In the post–World War II blues era, the jump blues singer Jimmy Witherspoon revived the song as "Ain't Nobody's Business". He performed it in the West Coast blues style with understated backing by piano, guitar, bass, drums, and a three-piece horn section. The song was recorded in Los Angeles on November 15, 1947, and released by Supreme Records in September 1948. It entered the record chart on March 5, 1949, and reached number one. Witherspoon's song was the best-selling R&B record of 1949.

==Recognition and influence==
In 2011, Witherspoon's "Ain't Nobody's Business" was inducted into the Blues Foundation Hall of Fame. According to the Foundation, "its message continued to resonate, as borne out by the remarkable success of Witherspoon's two-part rendition, which remained on the Billboard 'race records' charts for 34 weeks.
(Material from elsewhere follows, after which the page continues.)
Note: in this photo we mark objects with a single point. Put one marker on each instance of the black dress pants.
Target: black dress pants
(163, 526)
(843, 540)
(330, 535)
It was rated No. 3 in all-time chart longevity in Joel Whitburn's Top R&B Singles 1942–1988."

Witherspoon's rendition also inspired numerous artists to record adaptations of the song. Hank Williams Jr. recorded a version for his Lone Wolf album. Released as a single in 1990, it peaked at number 15 on the Billboard Hot Country Singles & Tracks chart. In 1996, a version by H2O (aka Oliver Stumm) featuring Billie (aka Robin Brown-Loetscher) reached number 19 on the UK Singles Chart. This 1996 release was a remake of an earlier version from 1986 credited to Billie and produced by Boyd Jarvis and Timmy Regisford.